For the budget traveler, volunteering at a farm or winery can be an ideal vacation, with free meals, wine and lodging exchanged for a few hours (generally four to six) of unpaid labor. But if the vineyards don’t appeal, Europe offers many other volunteer travel experiences, paid or unpaid.

1. Websites like World Wide Opportunities on Organic Farms (wwoof.net) and Workaway (workaway.info) connect volunteers with agricultural hosts. Current opportunities include working with a rare breed of horses in Greece, creating a garden in the Faeroe Islands or helping on a dairy farm in Ireland. The sites require a small membership fee to search listings. Hosts usually provide room and board in exchange for about five hours of work a day.

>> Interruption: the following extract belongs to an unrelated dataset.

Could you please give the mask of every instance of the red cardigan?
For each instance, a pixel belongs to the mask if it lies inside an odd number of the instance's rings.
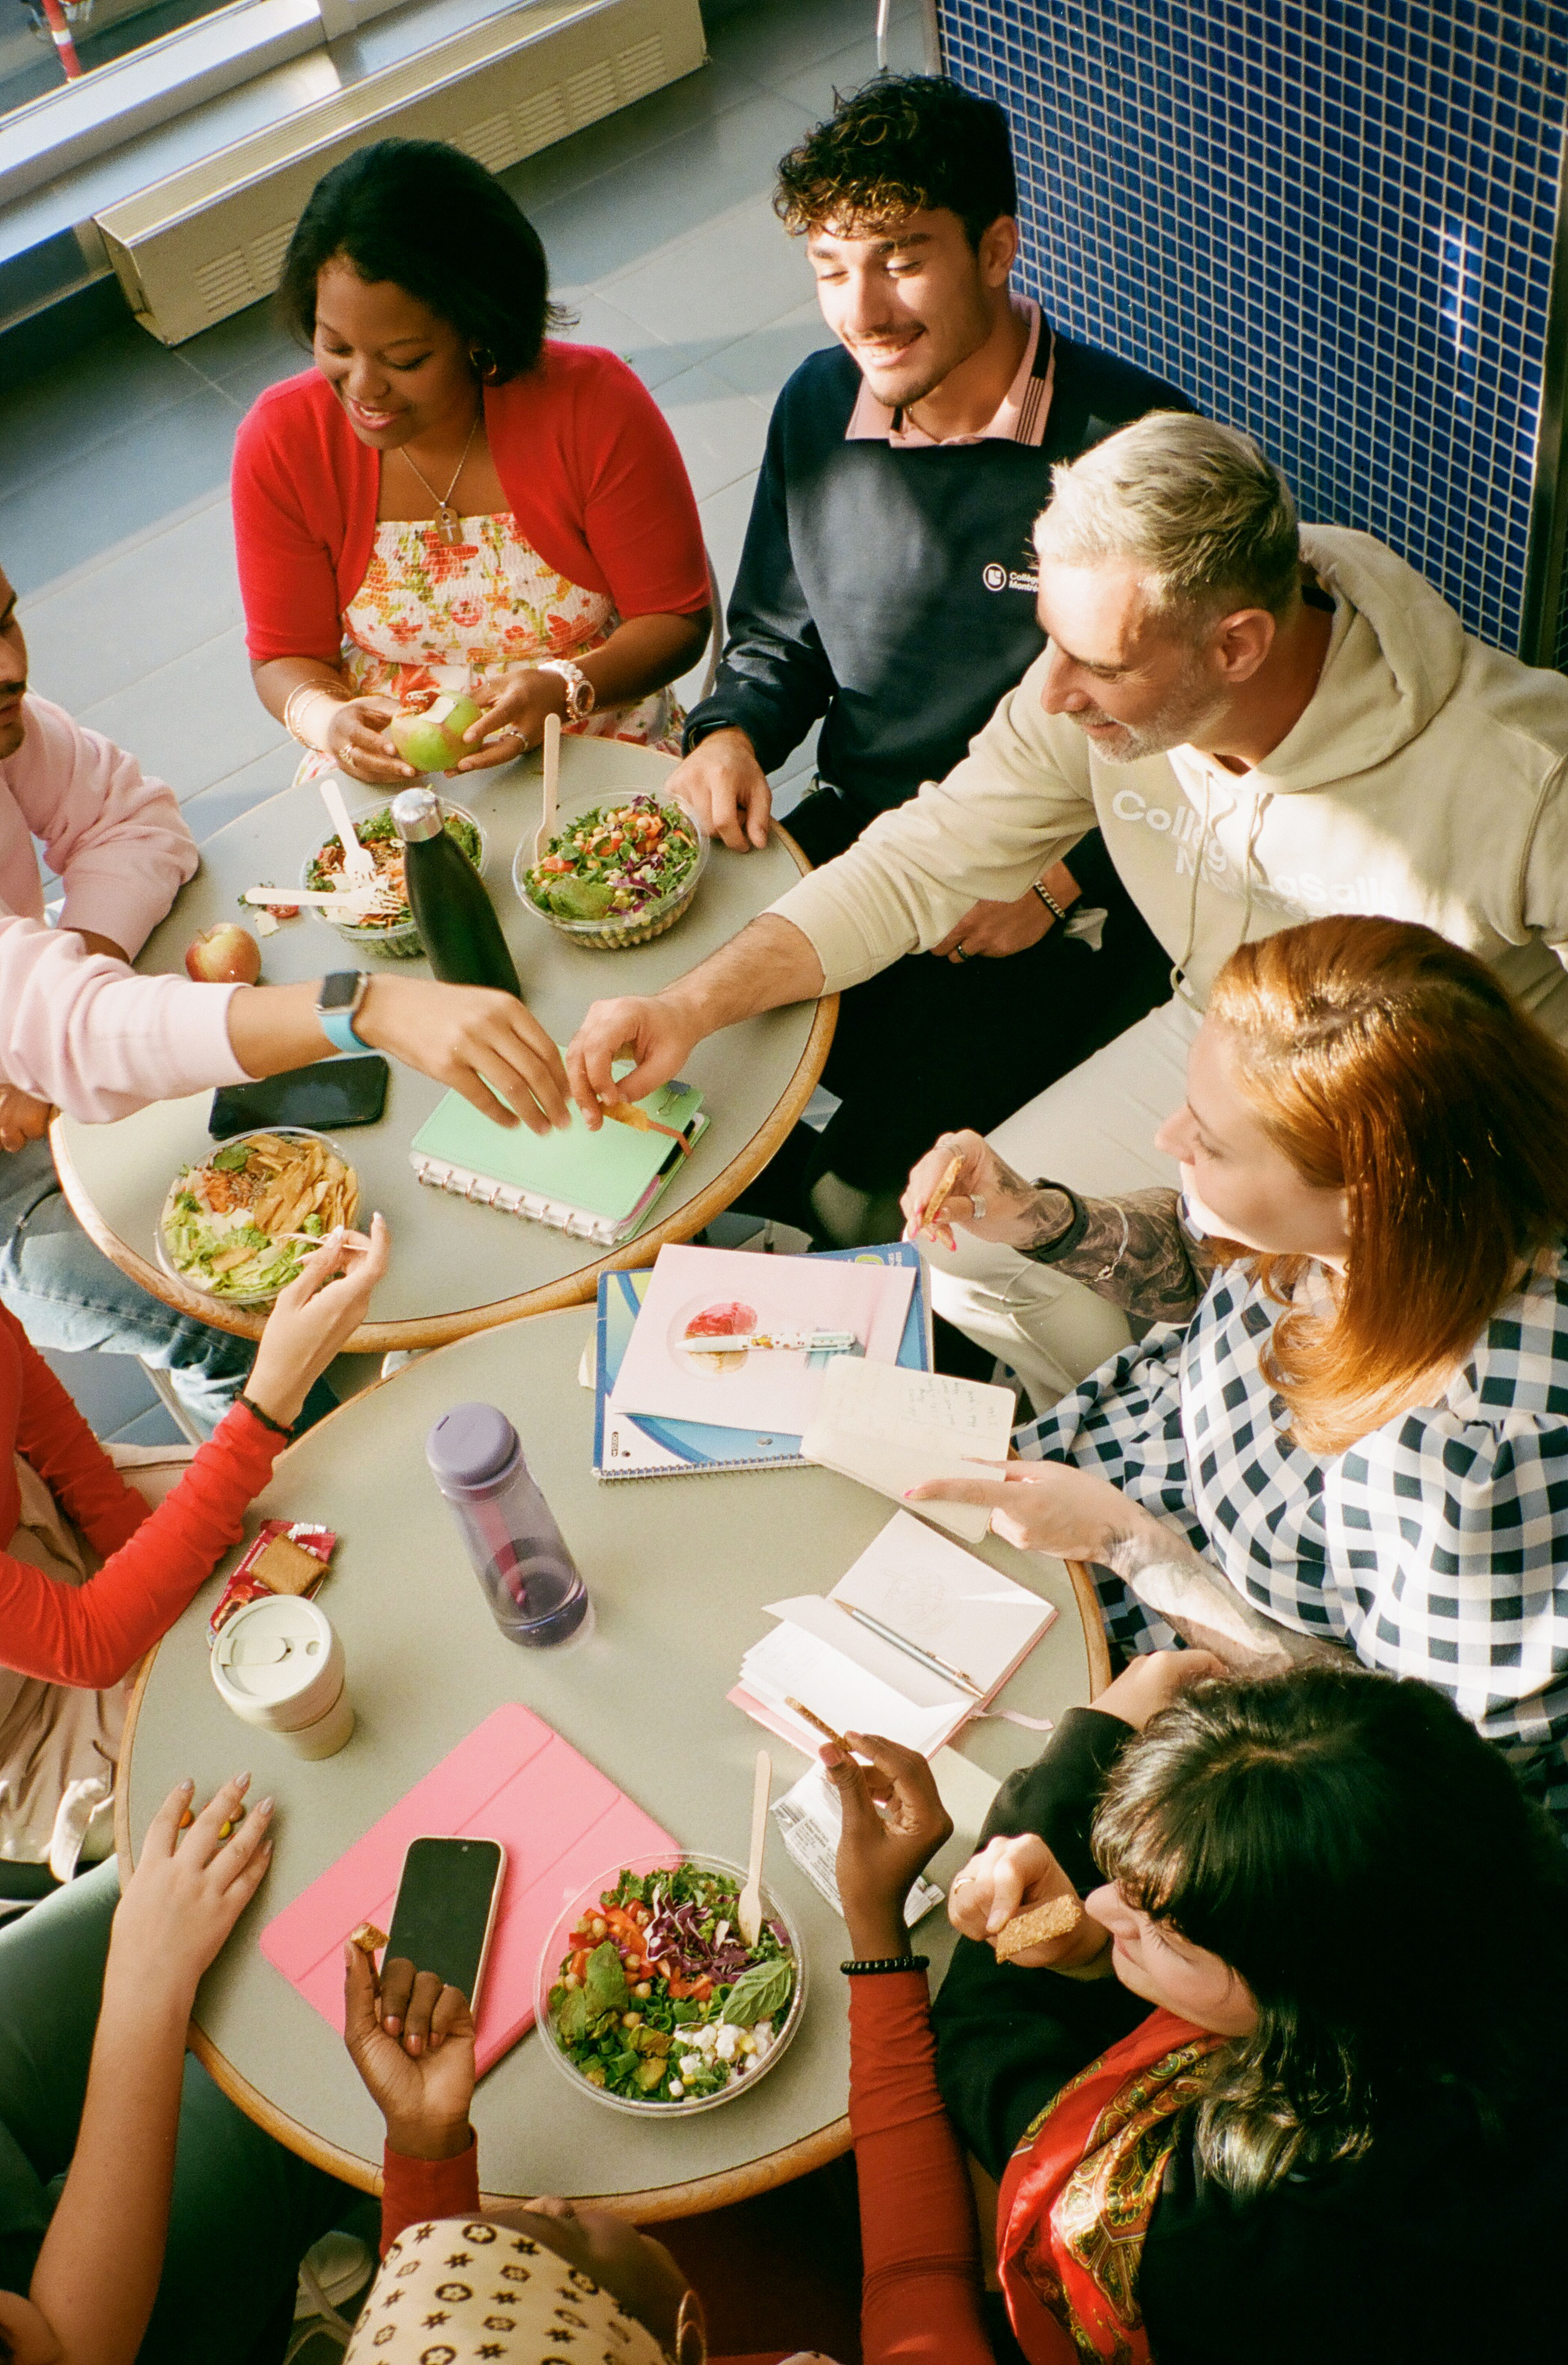
[[[992,2365],[974,2196],[936,2090],[924,1971],[879,1971],[850,1980],[849,2117],[866,2276],[863,2365]],[[471,2217],[478,2206],[474,2144],[446,2160],[408,2159],[388,2147],[381,2187],[383,2257],[405,2225],[420,2218]],[[714,2358],[711,2365],[724,2360]]]
[[[598,345],[545,341],[525,377],[484,389],[490,457],[540,556],[617,613],[708,604],[697,503],[641,379]],[[375,540],[381,455],[319,370],[269,387],[234,443],[234,544],[252,659],[336,665]]]
[[[0,1664],[103,1691],[166,1634],[235,1542],[284,1440],[243,1405],[155,1511],[128,1486],[15,1315],[0,1306],[0,1536],[21,1516],[20,1453],[103,1560],[85,1585],[0,1552]]]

2. In Iceland, Seeds (seeds.is) is a nonprofit organization that has hosted more than 8,000 volunteers. Projects change annually, but they have included maintaining hiking paths in the Fjallabak Nature Reserve, working in Reykjavik's Botanical Garden and organizing a cultural festival in the western fjords. Accommodations and food are provided, and the application fee ranges from 200 to 250 euros (about $223 to $280).

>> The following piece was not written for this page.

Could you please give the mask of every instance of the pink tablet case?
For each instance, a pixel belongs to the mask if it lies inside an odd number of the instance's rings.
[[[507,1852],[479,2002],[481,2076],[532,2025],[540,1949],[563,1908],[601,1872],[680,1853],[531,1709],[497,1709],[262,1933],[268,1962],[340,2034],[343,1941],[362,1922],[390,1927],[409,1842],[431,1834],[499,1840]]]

3. Fans of medieval architecture can wield axes and dabble in wattle-and-daub plaster at Guédelon (guedelon.fr), a new castle that is being constructed using only the techniques and materials that were available during the Middle Ages. Located in Burgundy, the volunteer project is open approximately from mid-March to early November and welcomes carpenters of any level, from amateur to professional. Room and board are not provided, but the organizers offer suggestions for low-cost meals and accommodation in the area. Applications are available on the website; some French is required.

4. With three field stations in Croatia, the Adriatic Dolphin Project (blue-world.org/en/get-involved) focuses on the research and conservation of large marine vertebrates, including a local population of bottlenose dolphins. Eco-volunteers are welcomed from May to September; they pay about 900 euros for a 12-day session with room and board. There are daily outings on a low-noise sea craft to observe the dolphins and collect data. Other tasks include office work and helping in the marine educational center.

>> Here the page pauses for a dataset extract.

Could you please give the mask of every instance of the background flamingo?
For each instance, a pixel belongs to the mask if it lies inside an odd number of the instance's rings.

5. Prestigious — and pricey — excursions are available through Earthwatch Institute (earthwatch.org), which pairs volunteers with top scientists and scholars to help work on research projects around the world. Current projects in Europe include digging at an archaeological excavation in Tuscany and tracking beavers along the Rhine in Germany. Programs usually last for a week to 10 days, and prices can range from $2,500 to $3,500 (depending on the length), including room, board and related research costs.